Macros are similar to procedures in some respects. Both improve program productivity by aiding in the development of modular source code. There are, however, some significant differences between them.

Parameter passing

Parameter passing in a macro invocation is similar to that in a procedure call of a high-level language. The arguments are listed as part of a macro call. Parameter passing in a procedure call often involves the stack. The number of stack operations in preparation for a procedure call grows in direct proportion to the number of parameters passed. This, in addition to the call/ret overhead, increases the overhead and affects the performance. Macros avoid this overhead by text substitution but increase the space requirement.

Types of parameters

Since a macro is a text substitution mechanism, a variety of parameter types can be passed. For example, we can write a macro

shift	MACRO	opcode, operand, count
          MOV CL, count
          opcode operand, CL
	ENDM

and invoke it as

	shift	SAL, AX, 3

which results in the following macro expansion

	MOV CL, 3
	SAL AX, CL

Here opcode is the instruction mnemonic, which can be an mnemonic in the shift and rotate family of instructions. Thus, the same macro can be used with all of the shift and rotate family of instructions on bytes, words, and doublewords that are either located in a register or memory. Clearly, such parameter types cannot be passed to a procedure.

Invocation mechanism

Macro invocation is done at assembly time by text substitution. However, procedure invocation is done at run time by transferring control to the procedure. This leads to the following tradeoff. Macros tend to increase the length of the executable code due to macro expansions. This leads to increased assembly time. Macro expansion also creates a nuisance at debuuging time--repeatedly looking at part of code (macro expansions) that you know works correctly. Procedures avoid these problems by transferring control to the procedure code. In debugging, the proecdure call can be skipped.

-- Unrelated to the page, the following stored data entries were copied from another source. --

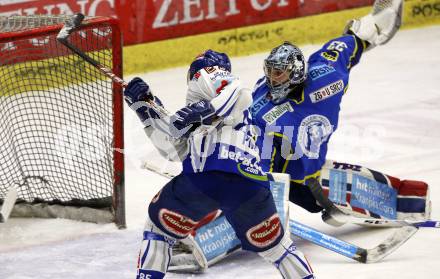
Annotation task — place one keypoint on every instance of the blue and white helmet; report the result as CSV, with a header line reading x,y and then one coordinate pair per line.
x,y
209,58
284,68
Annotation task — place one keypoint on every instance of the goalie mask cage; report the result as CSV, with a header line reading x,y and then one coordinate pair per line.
x,y
61,120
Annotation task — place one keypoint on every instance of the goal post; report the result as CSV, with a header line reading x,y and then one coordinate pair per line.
x,y
61,120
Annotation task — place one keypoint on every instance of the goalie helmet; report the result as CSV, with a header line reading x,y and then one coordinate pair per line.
x,y
209,58
284,68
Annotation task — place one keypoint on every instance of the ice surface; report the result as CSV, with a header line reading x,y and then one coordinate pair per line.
x,y
390,121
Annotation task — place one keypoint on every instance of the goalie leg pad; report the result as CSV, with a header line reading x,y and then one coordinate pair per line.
x,y
177,209
290,262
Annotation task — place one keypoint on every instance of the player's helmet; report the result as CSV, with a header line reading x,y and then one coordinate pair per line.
x,y
284,67
209,58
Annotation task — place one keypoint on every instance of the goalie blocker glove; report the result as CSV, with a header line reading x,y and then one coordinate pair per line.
x,y
378,27
137,94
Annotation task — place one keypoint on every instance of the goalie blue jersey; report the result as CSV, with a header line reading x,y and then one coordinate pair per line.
x,y
294,134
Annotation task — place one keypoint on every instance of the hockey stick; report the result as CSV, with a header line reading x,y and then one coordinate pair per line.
x,y
8,204
62,37
352,251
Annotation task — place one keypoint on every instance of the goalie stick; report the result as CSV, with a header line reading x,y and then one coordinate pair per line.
x,y
62,37
8,204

In summary, the tradeoffs are that using macros results in faster execution of the code. However, macros result in increased memory space due to macro expansions. Procedures save space, as only one copy of the procedure is kept. However, procedure invocation overhead (to pass parameters via the stack and for call/ret) increases the execution time. Note that macro invocation causes assembly-time overhead but not run-time overhead. The advantages and disadvantages associated with macros and procedures can be summarized into the following table:

Type of Overhead	Procedure	Macro
memory space	lower	higher
Execution time	higher	lower
Assembly time	lower	higher

When are macros better

Given the state of modern technology, this time versus space tradeoff is a major factor in preferring one over the other. The choice between macros and procedures depends on the application requirements. For typical applications, it is recommended to use procedures except in some special situations identified next:

1. Macros are useful in defining macro-instructions that extend the instruction set of a processor. For example, suppose that we want to write a program module to multiply an operand by 16. We will do this by both a macro and a procedure to see the difference in the overhead.

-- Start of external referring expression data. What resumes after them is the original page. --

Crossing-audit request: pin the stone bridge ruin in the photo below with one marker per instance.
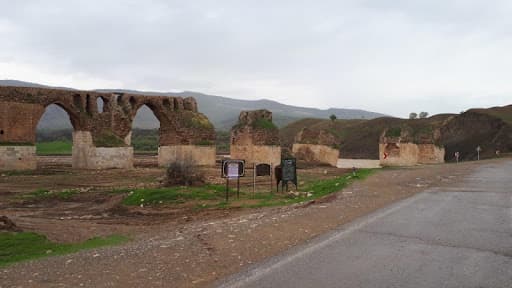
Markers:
(102, 135)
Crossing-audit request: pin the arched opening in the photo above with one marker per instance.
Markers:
(101, 104)
(54, 134)
(145, 137)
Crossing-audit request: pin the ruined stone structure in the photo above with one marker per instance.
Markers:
(255, 138)
(101, 137)
(401, 149)
(316, 147)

   Example: Write a macro mult16 to multiply an operand by 16 using shift instructions.

   mult16 MACRO operand

   MOV CL, 4

   SHL operand, CL

   ENDM

   Example: Write a procedure times16 to multiply an operand by 16. Assume that the operand is pushed on the stack.

   times16 PROC

   PUSH BP

   MOV BP, SP

   PUSH AX

   MOV AX, [BP+4]

   MOV CL, 4

   SAL AX, CL

   MOV [BP+4], AX

   POP AX

   POP BP

   RET

   times16 ENDP

   This procedure can be invoked to multiply a word variable count by 16 as

   	PUSH count
   	CALL times16
   	POP count
   

   The overhead involved is substantial. Clearly, this is an impractical proposition.

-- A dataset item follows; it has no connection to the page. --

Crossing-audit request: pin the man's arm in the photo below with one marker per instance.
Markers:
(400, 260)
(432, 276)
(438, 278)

2. Macros are useful when text substitution is the only way available. Consider the following example. Suppose that we want to preserve the content of registers BX, CX, DX, SI, DI, and BP across procedure calls. We could use PUSHA The PUSHA instruction pushes all registers (AX, BX, CX, DX, SI, DI, BP, and SP) onto the stack. It is defined for 80186 or later processors. and POPA The POPA instruction popes all registers (SP, BP, DI, SI, DX, CX, BX, and AX) from the stack. It is defined for 80186 or later processors., but these instructions save and restore the AX register as well. But, we want to return a result in AX. We can conveniently do this by the following two macros:

   save_regs MACRO                 restore_regs  MACRO
               PUSH BP                             POP BX
               PUSH DI                             POP CX
               PUSH SI                             POP DX
               PUSH DX                             POP SI
               PUSH CX                             POP DI
               PUSH BX                             POP BP
             ENDM                                ENDM
   

   It is not possible to write a procedure to do the same.